= Nate on Drums =

Nate on Drums is a comedy television program airing in the U.S. state of Minnesota on the Twin Cities' channel 45, KSTC-TV. The independently produced, award-winning comedy television program has approximately 1.5 million viewers throughout the Midwest.

The program began in 2002 as a project a 16-city cable access station in the Lake Minnetonka area. Nate on Drums made its debut during the fall of 2005 on KSTC. The first season consisted entirely of sketches by director David Gillette, host Nate Perbix, head writer Linnea Mohn, and David Harris. Many of the sketches were about the growth of the show and its creators. The actors usually portrayed themselves on the screen, using their real names. Throughout the show, there was also hand-drawn animation done by the creator of the show, Gillette, who goes under the pseudonym "Motion Price." The last segment of each show was dedicated to showcasing a local Minnesota band.

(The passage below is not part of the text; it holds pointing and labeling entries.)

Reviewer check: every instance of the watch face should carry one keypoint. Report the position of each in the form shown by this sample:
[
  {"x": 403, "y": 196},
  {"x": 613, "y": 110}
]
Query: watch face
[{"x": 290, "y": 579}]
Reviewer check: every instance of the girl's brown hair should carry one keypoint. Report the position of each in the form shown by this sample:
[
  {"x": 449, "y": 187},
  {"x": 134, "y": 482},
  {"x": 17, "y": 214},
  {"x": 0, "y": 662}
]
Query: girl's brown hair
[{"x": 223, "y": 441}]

At the end of the first season host Nate Perbix left the show, and as a result the second season undertook a completely new format. This retooled structure more closely resembled a sitcom, but the entire series followed the same plotline of David, Linnea, and "Motion" attempting to cope with the loss of Nate, and struggling to start a new business. With the combined loss of its host, the animated segments, and the sketch format, Nate on Drums struggled to keep its fanbase for the first few shows.